Aller au contenu

Page:Revue des Deux Mondes - 1885 - tome 70.djvu/470

La bibliothèque libre.
Le texte de cette page a été corrigé et est conforme au fac-similé.
REVUE DRAMATIQUE

Comédie-Française : Une Rupture, comédie en 1 acte, de M. Abraham Dreyfus.

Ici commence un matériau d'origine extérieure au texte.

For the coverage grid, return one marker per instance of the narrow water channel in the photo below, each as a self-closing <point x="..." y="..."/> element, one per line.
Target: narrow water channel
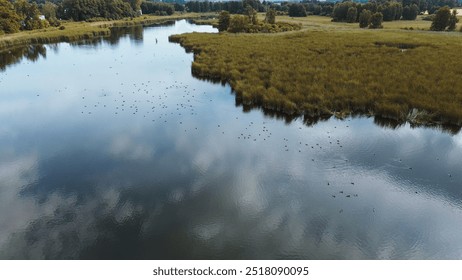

En été, j’aime les petits plats : me voilà servi à souhait par la Comédie-Française. Une Rupture, de M. Abraham Dreyfus, n’est qu’une bouchée à peine ; c’est léger, sain et de saveur fine : ô l’agréable en-cas pour cette écœurante saison ! En trois lignes marquons l’intrigue : M. Raymond Cordier remet sous enveloppe les lettres de Mme de Maussans, une jeune veuve ; il apprend qu’elle les a reprises sans mot dire et il s’en indigne ; il la revoit et il l’épouse. C’est le Dépit amoureux que je vous conte là ?.. L’auteur a prévu le rapprochement : — « Pourquoi la reverrais-je ? dit son héros. Pour retomber dans la grande scène du Dépit amoureux ? Mais je l’ai jouée vingt fois cette scène ? Cela ne m’amuse plus. » — Il la joue cependant une fois encore, et le public s’en amuse. C’est que certaines comédies du cœur, pour le fond, sont de tous les temps, et qu’il suffit d’en rajeunir les mœurs pour divertir la génération qui survient : or, les mœurs, dans cette petite pièce, sont excellemment modernes. Si, d’ailleurs, l’écrivain dramatique atteint ce fond même par un biais nouveau, il semble qu’il l’ait renouvelé : c’est justement l’heureuse fortune de M. Dreyfus. Plutôt que d’aborder tout droit ce dépit amoureux, il en observe les alentours ; il en regarde les effets sur l’amitié. Brimonière est l’ami de Raymond Cordier ; vous ne trouverez pas Brimonière auprès d’Éraste ; par Brimonière cette comédie est neuve, et M. Dreyfus, s’il tire son second cru d’où Molière tirait son premier, boit pourtant dans son verre.